Q&A: What now for post-acquisition Cherry?
Swedish analyst Kristoffer Lindstrom casts his eye over the multi-million-pound takeover of Cherry by private equity firm EE Intressenter
Eyebrows were raised across the gambling industry in December when Austrian private equity firm EE Intressenter launched a £806m takeover bid for Swedish gambling operator Cherry AG. But observers looking closer at the deal would have seen that the consortium behind EE Intressenter included current Cherry shareholders Pontus Lindwall and current chairman of Cherry’s board Morten Klein, so the company will continue to have experienced heads at the helm.
The business is also well placed to continue in its native market of Sweden having secured eight licences to operate multiple egaming websites. But moving beyond the numbers, what does the future hold for the operator? Kristoffer Lindström of Swedish analysts Redeye casts his analysts’ eye over the deal.
EGR Intel: Does this takeover represent good value for shareholders?
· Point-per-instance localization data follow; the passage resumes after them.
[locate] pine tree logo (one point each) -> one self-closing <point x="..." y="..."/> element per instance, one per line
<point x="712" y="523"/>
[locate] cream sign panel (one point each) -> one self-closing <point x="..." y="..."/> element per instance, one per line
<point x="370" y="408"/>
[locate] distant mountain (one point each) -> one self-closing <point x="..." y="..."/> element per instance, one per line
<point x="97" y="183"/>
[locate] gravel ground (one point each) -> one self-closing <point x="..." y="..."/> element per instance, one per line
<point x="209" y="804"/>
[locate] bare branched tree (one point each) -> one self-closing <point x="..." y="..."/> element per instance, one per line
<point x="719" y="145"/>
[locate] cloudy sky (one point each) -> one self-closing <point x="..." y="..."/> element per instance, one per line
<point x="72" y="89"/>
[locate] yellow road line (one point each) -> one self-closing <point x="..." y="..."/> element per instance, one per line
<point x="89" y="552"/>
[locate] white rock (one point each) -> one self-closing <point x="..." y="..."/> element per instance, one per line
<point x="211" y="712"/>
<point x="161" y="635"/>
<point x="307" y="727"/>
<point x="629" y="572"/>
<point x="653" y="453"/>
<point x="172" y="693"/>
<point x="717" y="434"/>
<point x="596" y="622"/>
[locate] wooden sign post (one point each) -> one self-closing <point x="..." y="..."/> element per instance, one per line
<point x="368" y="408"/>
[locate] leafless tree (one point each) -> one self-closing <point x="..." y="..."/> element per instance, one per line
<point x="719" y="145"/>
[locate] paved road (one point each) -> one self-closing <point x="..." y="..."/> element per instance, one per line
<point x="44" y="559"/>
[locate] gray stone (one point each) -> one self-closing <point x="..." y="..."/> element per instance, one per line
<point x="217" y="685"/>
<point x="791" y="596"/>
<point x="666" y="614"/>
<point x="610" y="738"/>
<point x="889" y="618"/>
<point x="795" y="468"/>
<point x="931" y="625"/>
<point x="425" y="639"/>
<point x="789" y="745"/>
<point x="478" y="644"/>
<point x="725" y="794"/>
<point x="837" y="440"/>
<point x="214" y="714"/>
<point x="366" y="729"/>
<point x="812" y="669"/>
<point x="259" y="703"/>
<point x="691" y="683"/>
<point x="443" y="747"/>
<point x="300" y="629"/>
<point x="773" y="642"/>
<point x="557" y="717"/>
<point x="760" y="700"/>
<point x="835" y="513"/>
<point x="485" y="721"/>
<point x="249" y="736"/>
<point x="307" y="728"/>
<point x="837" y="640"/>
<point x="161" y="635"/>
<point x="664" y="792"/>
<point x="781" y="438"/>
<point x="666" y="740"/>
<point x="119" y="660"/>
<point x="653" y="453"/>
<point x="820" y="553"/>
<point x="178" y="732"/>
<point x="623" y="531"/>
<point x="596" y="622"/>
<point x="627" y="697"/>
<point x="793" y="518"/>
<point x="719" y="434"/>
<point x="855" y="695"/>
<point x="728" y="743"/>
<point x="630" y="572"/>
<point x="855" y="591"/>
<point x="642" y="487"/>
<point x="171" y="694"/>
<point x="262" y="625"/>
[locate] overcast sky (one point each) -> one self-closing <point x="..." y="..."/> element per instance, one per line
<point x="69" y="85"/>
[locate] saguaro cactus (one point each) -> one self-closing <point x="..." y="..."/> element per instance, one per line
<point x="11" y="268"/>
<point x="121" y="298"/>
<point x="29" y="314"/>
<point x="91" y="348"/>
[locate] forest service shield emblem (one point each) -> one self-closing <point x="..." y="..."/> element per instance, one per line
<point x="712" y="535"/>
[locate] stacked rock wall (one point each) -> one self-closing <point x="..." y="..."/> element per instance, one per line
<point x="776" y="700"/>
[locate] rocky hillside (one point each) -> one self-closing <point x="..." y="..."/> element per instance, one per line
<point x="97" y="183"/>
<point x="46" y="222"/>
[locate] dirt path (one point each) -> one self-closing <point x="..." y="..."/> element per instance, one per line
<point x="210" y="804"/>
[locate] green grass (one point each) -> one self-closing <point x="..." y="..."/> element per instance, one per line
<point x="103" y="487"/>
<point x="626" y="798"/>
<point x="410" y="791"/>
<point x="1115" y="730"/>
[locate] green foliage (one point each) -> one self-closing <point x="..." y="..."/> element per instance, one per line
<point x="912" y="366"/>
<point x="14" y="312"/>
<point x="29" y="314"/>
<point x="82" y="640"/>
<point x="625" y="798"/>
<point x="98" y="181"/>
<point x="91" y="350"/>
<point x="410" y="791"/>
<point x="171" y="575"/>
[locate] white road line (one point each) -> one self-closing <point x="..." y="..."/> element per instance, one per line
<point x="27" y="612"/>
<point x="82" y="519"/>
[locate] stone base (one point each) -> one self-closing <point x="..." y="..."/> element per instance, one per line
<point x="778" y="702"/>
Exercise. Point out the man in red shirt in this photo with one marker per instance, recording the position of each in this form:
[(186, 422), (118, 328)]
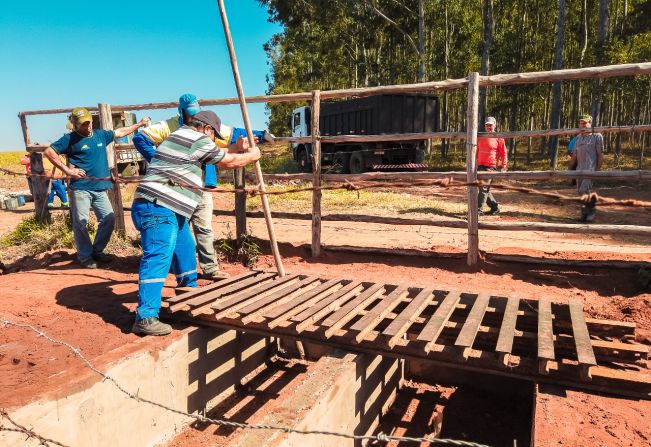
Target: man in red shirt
[(489, 151)]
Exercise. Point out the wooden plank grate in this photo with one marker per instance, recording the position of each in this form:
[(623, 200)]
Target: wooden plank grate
[(537, 340)]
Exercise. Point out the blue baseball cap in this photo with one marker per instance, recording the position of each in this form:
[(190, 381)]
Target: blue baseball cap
[(189, 104)]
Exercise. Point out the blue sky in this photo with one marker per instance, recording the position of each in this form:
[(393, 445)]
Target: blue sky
[(68, 54)]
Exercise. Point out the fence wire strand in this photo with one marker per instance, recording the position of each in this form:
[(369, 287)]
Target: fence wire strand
[(591, 199), (380, 437)]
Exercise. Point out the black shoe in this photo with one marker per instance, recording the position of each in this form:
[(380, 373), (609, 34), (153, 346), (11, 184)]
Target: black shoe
[(103, 257), (151, 326), (89, 263)]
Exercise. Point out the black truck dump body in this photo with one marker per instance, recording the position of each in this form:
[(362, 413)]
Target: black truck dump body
[(380, 114)]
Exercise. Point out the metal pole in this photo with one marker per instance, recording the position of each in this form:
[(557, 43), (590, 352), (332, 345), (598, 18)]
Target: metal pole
[(249, 134)]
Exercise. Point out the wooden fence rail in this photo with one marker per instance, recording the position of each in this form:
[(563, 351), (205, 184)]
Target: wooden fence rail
[(472, 84)]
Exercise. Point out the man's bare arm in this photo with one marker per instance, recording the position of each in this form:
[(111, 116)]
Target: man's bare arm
[(124, 131), (53, 156), (239, 160)]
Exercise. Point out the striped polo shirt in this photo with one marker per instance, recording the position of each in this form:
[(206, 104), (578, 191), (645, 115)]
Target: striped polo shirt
[(178, 159)]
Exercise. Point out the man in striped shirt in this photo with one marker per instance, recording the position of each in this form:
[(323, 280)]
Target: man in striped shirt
[(164, 202)]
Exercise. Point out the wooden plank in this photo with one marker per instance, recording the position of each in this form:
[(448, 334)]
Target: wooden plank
[(339, 318), (245, 297), (278, 297), (401, 323), (584, 352), (471, 166), (437, 321), (310, 316), (259, 291), (302, 302), (368, 322), (545, 335), (315, 295), (469, 330), (213, 286), (316, 172), (215, 294), (507, 329)]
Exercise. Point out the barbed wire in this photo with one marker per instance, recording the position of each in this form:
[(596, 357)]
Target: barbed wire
[(21, 429), (590, 200), (380, 437)]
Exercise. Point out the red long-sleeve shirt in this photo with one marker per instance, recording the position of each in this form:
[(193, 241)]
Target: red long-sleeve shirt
[(489, 150)]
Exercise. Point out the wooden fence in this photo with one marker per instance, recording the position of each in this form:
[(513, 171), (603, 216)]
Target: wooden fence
[(473, 83)]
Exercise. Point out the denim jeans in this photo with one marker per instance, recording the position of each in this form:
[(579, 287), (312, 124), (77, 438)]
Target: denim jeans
[(202, 226), (83, 201), (166, 242), (58, 187), (485, 196)]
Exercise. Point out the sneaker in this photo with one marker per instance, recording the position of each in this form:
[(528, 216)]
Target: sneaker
[(269, 137), (151, 326), (89, 263), (103, 257), (216, 275)]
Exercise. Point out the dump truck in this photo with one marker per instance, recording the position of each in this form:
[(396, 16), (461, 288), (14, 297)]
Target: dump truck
[(129, 161), (373, 115)]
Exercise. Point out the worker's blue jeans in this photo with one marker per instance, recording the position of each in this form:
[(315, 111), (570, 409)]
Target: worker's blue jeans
[(58, 187), (83, 201), (166, 242)]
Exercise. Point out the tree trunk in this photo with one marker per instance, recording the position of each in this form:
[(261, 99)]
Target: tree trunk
[(556, 88), (489, 28)]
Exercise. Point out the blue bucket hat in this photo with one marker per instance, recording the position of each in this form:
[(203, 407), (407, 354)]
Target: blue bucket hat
[(189, 104)]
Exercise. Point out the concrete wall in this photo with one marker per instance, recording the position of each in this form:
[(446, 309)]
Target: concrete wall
[(191, 374), (343, 392)]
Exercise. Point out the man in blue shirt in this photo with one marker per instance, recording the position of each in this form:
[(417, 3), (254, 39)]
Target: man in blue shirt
[(86, 152)]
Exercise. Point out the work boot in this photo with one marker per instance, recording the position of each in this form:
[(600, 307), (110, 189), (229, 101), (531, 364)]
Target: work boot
[(215, 275), (89, 263), (269, 137), (493, 211), (103, 257), (150, 326)]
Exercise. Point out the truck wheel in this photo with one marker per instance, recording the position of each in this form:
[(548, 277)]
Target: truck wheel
[(357, 163), (341, 163), (304, 161)]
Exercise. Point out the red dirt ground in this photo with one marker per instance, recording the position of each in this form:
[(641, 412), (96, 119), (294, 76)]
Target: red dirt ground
[(92, 309)]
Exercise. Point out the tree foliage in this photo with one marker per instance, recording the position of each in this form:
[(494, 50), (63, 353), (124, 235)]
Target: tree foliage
[(330, 44)]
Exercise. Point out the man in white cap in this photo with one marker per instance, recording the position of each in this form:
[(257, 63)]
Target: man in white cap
[(165, 200), (489, 151), (587, 156)]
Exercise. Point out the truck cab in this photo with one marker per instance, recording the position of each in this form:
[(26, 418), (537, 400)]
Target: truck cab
[(300, 125)]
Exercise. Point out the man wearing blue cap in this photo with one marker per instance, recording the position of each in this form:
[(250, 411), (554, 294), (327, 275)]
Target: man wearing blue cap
[(146, 141)]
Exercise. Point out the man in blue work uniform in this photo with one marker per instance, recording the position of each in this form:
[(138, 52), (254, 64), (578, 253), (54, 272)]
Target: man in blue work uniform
[(146, 141), (85, 149)]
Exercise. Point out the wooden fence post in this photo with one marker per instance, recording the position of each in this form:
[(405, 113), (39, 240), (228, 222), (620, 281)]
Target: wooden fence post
[(240, 205), (471, 168), (115, 195), (40, 187), (316, 170)]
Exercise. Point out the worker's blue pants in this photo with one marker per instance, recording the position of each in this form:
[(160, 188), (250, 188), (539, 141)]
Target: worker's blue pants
[(166, 241), (58, 188)]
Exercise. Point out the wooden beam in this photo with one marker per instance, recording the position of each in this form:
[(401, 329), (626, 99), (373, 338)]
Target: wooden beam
[(471, 166), (316, 172), (115, 194)]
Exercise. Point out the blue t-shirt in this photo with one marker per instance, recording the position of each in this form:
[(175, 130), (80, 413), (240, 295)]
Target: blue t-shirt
[(89, 154)]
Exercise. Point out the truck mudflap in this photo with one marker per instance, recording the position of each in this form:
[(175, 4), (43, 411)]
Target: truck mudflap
[(403, 166)]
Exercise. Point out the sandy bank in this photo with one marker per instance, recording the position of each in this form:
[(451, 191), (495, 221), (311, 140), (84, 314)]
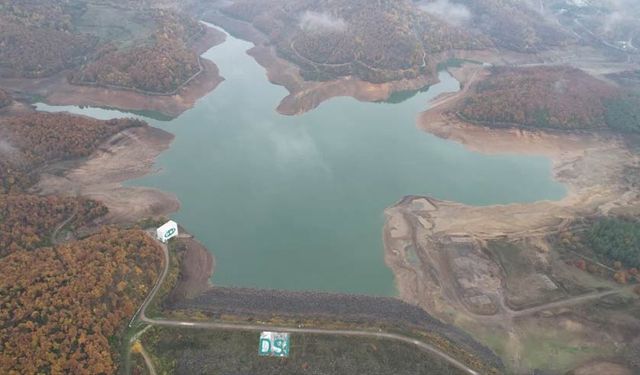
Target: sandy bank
[(56, 90), (128, 155), (435, 248), (307, 95)]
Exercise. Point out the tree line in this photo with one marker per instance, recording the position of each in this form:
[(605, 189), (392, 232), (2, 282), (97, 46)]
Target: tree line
[(550, 97), (30, 141)]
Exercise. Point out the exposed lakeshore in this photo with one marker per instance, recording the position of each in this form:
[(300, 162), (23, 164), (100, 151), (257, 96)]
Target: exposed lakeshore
[(56, 90)]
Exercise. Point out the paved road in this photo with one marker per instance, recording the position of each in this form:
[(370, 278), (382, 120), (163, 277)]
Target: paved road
[(141, 314)]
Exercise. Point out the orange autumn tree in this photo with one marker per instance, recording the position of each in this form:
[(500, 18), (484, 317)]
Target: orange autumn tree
[(60, 306)]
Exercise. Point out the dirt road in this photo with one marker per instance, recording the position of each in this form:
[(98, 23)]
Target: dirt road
[(142, 316)]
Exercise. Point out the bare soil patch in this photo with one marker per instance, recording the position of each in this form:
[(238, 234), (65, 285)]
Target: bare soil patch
[(535, 310), (127, 155), (196, 270), (307, 95), (56, 90)]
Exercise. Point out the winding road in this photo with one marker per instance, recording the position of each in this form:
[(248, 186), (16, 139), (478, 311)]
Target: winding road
[(141, 315)]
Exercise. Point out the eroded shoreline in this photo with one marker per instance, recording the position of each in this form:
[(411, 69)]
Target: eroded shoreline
[(56, 90)]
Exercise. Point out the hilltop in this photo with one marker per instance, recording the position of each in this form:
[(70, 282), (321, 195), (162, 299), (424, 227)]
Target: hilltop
[(550, 97), (374, 41)]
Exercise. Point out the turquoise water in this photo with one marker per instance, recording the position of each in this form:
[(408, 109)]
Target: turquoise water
[(297, 202)]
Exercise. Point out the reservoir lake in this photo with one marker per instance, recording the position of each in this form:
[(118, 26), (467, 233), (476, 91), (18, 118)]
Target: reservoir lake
[(297, 202)]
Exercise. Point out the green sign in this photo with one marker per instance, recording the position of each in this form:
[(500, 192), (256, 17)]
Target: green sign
[(274, 344), (169, 233)]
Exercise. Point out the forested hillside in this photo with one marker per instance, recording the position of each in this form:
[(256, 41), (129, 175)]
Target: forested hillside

Kristoffer Lindström (KL): With the current harsh investor climate of egaming, I believe that the offer price is relatively fair. For example, the aggregated EV/S (t12m) multiples for the listed Swedish companies has come down from about 3x at the beginning of 2018 to current levels of around 2x; this signals a much lower risk-appetite from investors. Within the private space it has become more difficult in raising money from investors and some of the larger institutions in Sweden, like Handelsbanken Fonder, has sold all their holdings in egaming companies.
We view the offer price as relatively fair given the weak investor sentiment and the uncertainty about the regulation in Sweden, but still below the underlying value we see in Cherry that could materialize in a timeframe of 12-18 months. We can also argue that Cherry has almost always been traded with a discount to our valuation, mainly due to regulatory risks and that the structure of the Group makes it hard for an investor to appreciate the underlying value (a conglomerate discount).
EGR Intel: What do you think were the most attractive qualities for any potential investor in the business?
KL: I view Cherry as a diversified bet on the egaming industry. Cherry is active in almost the whole of the value chain within the industry, so I find that there is a less financial risk in Cherry compared to for example a pure-play operator. The companies within the Group act independently and are often headed by their founders; I believe all these characteristics appeal to investors.
EGR Intel: Do you believe the new owners will choose to sell the ComeOn and Yggdrasil businesses?
KL: Given the history of Cherry with both acquisitions and spin-offs, I would find it likely that could happen. I do also believe that the value of the parts, i.e., Valuing the subsidiaries separately exceed the bid level. I think it boils down to what creates the most shareholder value and is the most beneficial for the companies within the group.
EGR Intel: What should be the big priorities for the new owners?
KL: Cherry has always been a company driven by entrepreneurs, and that has been one of their core strengths. I believe it will be crucial to keep and nurture that culture within the group. Thanks to the new capital structure M&A deals can be accelerated again so that will clearly be a priority. Otherwise I find that it’s business as usual.